Une radio, un film et bientôt une conférence LGBT en Tunisie
Grâce à l’hébergement sur le net, la radio a pu échapper au contrôle de la Haute autorité indépendante de la communication audiovisuelle (Haica), chargée d’organiser le secteur audiovisuel en Tunisie, et qui aurait sans doute constitué un frein à sa création. L’association Shams a réussi à obtenir le soutien financier de l’ambassade des Pays-Bas, en participant à un appel d’offre visant des projets qui font la promotion des droits humains.

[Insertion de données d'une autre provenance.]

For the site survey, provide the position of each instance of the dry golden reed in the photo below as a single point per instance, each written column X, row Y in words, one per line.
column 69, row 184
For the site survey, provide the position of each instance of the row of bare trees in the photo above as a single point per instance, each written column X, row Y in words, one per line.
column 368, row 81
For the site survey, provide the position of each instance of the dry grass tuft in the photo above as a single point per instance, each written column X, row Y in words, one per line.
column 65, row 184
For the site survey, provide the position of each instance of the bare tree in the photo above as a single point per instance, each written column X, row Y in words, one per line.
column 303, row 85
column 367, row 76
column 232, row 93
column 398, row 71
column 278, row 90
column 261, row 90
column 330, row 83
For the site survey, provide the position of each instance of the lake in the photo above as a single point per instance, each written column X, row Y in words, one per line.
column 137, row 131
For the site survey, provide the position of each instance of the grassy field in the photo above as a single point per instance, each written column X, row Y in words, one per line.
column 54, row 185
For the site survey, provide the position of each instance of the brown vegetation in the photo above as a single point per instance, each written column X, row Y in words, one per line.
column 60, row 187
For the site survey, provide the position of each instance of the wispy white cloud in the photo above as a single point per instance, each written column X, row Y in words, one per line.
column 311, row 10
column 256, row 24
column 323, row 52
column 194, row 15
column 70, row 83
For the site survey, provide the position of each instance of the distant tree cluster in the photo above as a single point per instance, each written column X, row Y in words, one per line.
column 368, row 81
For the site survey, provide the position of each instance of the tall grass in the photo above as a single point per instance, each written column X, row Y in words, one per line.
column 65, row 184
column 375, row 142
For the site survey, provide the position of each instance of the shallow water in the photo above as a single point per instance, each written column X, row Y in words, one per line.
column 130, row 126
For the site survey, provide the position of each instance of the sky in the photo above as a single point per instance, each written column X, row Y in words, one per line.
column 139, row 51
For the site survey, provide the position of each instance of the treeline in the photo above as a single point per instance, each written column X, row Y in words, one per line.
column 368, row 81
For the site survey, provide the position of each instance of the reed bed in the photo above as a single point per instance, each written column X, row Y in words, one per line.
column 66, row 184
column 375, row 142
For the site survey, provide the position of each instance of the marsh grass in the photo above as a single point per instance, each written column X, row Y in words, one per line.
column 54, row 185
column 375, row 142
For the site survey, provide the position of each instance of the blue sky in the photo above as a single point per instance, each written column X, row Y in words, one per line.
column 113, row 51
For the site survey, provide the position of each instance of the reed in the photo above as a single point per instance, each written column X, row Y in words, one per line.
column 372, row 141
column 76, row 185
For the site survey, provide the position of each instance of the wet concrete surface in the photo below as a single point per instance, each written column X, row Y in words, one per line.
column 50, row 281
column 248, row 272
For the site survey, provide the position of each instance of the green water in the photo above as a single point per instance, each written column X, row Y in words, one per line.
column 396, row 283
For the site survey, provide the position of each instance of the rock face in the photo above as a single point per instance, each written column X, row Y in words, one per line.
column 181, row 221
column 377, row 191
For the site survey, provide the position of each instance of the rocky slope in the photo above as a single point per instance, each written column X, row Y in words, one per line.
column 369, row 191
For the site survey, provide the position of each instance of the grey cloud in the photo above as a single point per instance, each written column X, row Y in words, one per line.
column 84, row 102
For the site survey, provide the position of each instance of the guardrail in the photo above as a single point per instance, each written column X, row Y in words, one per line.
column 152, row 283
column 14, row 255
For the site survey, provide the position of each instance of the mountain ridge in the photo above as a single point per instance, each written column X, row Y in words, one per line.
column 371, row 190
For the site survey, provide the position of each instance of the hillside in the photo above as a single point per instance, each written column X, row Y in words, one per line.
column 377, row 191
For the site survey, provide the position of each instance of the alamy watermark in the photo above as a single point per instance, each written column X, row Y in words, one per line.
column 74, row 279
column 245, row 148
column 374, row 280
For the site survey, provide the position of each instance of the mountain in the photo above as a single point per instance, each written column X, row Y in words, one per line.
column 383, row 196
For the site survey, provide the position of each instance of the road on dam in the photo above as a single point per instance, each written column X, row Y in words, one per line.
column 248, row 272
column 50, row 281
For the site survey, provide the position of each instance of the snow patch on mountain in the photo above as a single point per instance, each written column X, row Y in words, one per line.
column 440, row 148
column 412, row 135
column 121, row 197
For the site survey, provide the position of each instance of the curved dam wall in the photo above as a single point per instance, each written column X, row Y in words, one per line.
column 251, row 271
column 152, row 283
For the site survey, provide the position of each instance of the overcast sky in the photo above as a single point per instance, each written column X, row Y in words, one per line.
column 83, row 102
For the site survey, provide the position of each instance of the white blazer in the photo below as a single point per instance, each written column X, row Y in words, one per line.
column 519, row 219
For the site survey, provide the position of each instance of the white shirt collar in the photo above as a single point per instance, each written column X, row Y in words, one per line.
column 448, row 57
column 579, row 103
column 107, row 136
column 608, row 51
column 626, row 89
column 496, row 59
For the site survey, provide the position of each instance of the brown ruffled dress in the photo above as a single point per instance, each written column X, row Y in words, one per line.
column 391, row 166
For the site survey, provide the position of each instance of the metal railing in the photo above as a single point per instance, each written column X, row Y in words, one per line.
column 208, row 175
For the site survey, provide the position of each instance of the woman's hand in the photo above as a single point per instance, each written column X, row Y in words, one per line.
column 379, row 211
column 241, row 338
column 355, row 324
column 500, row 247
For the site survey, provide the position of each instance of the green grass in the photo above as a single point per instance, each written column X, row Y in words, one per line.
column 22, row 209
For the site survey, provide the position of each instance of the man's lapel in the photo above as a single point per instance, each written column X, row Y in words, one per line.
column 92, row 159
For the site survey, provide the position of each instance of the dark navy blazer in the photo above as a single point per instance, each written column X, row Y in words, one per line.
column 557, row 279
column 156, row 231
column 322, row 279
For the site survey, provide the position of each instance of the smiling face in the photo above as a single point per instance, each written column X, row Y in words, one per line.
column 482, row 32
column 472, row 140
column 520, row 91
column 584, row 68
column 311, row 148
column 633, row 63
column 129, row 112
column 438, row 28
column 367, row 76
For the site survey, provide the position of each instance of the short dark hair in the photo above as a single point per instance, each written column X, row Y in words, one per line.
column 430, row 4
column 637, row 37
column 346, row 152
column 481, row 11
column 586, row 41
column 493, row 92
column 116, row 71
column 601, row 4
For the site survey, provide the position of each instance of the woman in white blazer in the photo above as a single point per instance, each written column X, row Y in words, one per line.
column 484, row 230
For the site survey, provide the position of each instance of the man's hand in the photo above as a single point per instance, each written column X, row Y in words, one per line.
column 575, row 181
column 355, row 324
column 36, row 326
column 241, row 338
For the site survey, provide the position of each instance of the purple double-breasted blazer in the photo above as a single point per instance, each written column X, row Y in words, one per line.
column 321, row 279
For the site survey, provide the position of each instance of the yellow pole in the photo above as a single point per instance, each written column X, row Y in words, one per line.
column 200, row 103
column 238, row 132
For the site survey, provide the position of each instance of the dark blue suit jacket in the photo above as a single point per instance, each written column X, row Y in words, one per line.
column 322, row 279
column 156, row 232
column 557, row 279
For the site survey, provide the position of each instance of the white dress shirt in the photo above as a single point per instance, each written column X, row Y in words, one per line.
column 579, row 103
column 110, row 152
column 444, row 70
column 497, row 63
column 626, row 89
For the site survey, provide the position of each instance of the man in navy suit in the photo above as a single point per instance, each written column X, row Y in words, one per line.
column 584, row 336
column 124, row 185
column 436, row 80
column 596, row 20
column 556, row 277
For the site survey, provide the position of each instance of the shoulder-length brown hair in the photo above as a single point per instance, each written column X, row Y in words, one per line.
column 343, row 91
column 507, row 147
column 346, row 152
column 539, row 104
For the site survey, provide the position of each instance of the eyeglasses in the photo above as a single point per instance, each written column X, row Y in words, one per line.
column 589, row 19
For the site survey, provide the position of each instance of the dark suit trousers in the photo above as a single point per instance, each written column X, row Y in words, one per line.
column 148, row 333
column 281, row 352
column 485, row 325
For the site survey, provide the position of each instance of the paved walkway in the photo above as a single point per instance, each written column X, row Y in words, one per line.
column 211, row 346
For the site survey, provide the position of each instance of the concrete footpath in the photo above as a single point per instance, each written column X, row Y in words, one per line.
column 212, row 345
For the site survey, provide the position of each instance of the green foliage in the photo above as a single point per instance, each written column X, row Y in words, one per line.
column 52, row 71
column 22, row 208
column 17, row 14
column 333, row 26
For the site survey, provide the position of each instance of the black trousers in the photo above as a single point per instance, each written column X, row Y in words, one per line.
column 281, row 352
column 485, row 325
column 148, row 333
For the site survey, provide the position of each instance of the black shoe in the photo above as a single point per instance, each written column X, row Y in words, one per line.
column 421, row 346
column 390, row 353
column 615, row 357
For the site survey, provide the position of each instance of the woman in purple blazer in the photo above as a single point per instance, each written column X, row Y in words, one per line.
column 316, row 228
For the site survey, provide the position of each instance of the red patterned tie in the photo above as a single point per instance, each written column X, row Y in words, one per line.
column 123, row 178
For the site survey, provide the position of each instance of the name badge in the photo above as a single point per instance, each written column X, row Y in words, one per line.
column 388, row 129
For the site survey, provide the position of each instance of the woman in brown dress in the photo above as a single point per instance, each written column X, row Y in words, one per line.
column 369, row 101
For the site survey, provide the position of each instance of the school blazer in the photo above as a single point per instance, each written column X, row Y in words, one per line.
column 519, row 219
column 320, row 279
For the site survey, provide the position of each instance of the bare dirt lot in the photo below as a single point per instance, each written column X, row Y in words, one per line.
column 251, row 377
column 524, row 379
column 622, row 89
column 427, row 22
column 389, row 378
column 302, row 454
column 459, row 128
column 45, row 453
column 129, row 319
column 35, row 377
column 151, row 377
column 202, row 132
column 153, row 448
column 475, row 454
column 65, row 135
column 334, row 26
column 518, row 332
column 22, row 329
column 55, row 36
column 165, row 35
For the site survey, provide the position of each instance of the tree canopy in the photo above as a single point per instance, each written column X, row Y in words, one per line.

Outre la radio, Mounir Baatour affirme que Shams a obtenu le soutien de l’ambassade pour la production d’un film qui traitera de l’homosexualité en Tunisie, mais aussi pour l’organisation d’une conférence qui réunira les associations qui militent pour les droits de la communauté LGBT dans la région MENA et qui se tiendra en Tunisie, en mars 2018.
Après l’annonce du lancement de la radio, lundi 11 décembre, lors d’une cérémonie organisée à l’hôtel Majestic dans le centre de Tunis, l’association a reçu plus de 4 000 messages de haine. « Certains nous insultent, d’autres menacent de brûler les locaux de la radio et vont même parfois jusqu’à nous menacer de mort », confie Mounir Baatour. « Les autorités ont équipé notre local d’un système de surveillance et des policiers contrôlent l’identité des personnes qui entrent dans l’immeuble. Ils ne nous ont pas donné d’informations à ce sujet, mais je suppose que c’est pour notre sécurité », continue-t-il.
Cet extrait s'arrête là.